Dry+bulk+outlook+still+solid

This autumn turned out to be much better than expected by most people involved in dry bulk shipping. Despite absorbing a record amount of new tonnage, the freight market improved substantially for all sizes of bulk carriers.

Print this page Save as PDF
Towards the end of November, the Baltic Dry Index reached a level that was 78% higher than at the market slump in the beginning of May. Since the end of March, when the previous market report in this publication was made, the Capesize spot rate level has increased from USD 33,800 per day to USD 65,200, Panamax is up from USD 17,800 to USD 33,400, and Supramax is up from USD 17,700 to USD 27,900.
The strongest reason for this increase is that the global steel market has improved by much more than already strong previous forecasts. In October 2005, the International Iron and Steel Institute predicted a growth in world steel demand of 4–4.5% in 2006, this was lifted to 7.3% in April and as much as 8.9% in October of last year. In comparison, the International Energy Agency now expects the world oil demand to increase by just 1.1% in 2006.
During the first ten months of 2006, China’s pig iron production was up about 21% compared to the same period in 2005, to around 335 million tonnes, whereas the rest of the world saw an increase of 3% to 386 million tonnes. China’s role has increased dramatically over the past few years. China’s share of world pig iron output rose from about 36% in 2004 to 43% in 2005, and reached 48% in October 2006.
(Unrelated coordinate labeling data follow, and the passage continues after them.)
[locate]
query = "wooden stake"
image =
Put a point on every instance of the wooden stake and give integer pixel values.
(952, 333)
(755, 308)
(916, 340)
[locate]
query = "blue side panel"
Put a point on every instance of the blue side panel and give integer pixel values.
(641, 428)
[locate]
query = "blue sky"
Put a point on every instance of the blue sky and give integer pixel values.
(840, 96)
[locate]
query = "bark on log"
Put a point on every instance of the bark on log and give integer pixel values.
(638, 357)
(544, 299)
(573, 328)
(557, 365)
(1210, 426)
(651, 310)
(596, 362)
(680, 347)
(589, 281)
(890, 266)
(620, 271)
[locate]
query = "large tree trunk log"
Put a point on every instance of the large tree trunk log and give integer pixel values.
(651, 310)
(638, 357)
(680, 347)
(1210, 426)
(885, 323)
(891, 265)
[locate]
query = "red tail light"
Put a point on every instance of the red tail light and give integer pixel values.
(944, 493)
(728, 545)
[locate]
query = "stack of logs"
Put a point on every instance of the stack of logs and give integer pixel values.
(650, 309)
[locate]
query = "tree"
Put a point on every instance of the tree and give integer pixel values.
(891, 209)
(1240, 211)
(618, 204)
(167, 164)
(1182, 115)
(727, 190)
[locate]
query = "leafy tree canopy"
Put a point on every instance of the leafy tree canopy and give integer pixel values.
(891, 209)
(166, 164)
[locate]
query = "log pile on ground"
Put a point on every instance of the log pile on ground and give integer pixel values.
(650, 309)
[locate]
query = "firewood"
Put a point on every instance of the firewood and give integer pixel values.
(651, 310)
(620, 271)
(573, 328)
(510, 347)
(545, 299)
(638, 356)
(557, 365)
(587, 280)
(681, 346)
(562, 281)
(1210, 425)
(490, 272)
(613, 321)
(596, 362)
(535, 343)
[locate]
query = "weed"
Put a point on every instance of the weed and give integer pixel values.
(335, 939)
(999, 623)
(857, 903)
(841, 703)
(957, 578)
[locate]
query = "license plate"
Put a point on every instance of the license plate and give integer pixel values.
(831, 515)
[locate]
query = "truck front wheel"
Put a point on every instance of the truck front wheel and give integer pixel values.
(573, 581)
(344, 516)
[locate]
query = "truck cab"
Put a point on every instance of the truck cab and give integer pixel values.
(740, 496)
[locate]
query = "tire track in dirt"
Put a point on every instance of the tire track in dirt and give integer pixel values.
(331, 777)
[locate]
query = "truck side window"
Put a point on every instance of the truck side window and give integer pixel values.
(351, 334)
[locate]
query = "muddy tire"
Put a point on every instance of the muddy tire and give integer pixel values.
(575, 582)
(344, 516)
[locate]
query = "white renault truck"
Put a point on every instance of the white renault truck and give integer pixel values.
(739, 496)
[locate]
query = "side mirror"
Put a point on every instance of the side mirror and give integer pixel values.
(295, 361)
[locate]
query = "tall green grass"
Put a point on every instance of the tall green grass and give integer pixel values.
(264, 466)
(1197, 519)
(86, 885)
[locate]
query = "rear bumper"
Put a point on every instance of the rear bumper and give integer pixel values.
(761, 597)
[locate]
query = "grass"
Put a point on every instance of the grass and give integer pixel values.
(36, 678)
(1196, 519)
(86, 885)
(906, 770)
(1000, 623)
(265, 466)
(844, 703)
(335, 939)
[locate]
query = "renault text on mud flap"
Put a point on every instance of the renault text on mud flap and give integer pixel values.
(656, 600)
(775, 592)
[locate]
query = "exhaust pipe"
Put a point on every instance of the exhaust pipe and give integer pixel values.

China has for several years been among the largest steel importing countries in the world. However, in late 2004 this country suddenly became a net exporter and is now by far the largest steel exporting country in the world. In 3Q 2006, China exported some 14.6 million tonnes of steel products and semi-finished products, mostly to nearby countries, compared to export volumes of about 8.9 mt from Japan and 8.6 mt from Russia. Generally, it is better for the dry bulk market when China imports more steel because of the trade it generates in both iron ore and coking coal imports to countries making that steel, as well as the shipments of steel products, compared to making more steel in China.
China has also become a giant in the aluminium market. Over the first ten months of 2006, China’s primary aluminium production rose by more than 18% compared to the corresponding period in 2005, against an increase of just below 2% for the rest of the world. This brought world production up almost 6%. China’s share of world primary aluminium production rose from about 25% in the first ten months of 2005 to 28% in the corresponding period in 2006.
During the first ten months of 2006, new bulk carrier orders totalled 17.1 million dwt, whereas demolition sales reached 2.1 mdwt. Deliveries of new vessels amounted to 21.5 mdwt and deletions were at just 2.1 mdwt. The bulk carrier fleet rose from 344.0 mdwt to 365.4 mdwt, whereas the order book decreased from 65.0 mdwt to 60.7 mdwt at the beginning of November. This corresponded to 16.7% of the existing fleet. In comparison, the order books for oil tankers stood at 36% of the existing fleet, for container vessels at 53%, and for LNG vessels at as much as 83%.
A closer look at the bulk carrier order book in early November shows huge variations for different size groups. The order book for vessels of 10–50,000 dwt was still modest at only about 6% compared to the existing fleet, and this size group will diminish somewhat over the next couple of years. The Supramax order book stood at 38%, Panamax at only 9%, and Capesize above 80,000 dwt at 27%. Within the Capesize range, there was a strong concentration around Kamsarm ax, with an order book of 62%, and vessels over 200,000 dwt,with 89%, whereas the order book for standard Capesize vessels of 120–200,000 dwt was only 13% of the existing fleet.
The continued rather modest order book for bulk carriers should allow for a well balanced and rather firm dry bulk market over the next couple of years. According to the latest forecasts from Fearnresearch, the bulk carrier fleet will increase by 7.4% in 2006, 3.8% in 2007, and just 3.3% in 2008, after an increase of 7.1% in 2005. Fleet growth rates have been adjusted somewhat upwards due to very limited scrapping because of the good freight rates. In comparison, dry bulk tonne-mile estimates have been revised upwards to a growth of 6.3% in 2005, with foreseen growth rates of 6.8% in 2006 and 5.2% in 2007.
The dry bulk window opened earlier and by more than the optimists believed and it may seem as if it is not closed yet, as the market could turn out to remain more than healthy for another couple of years.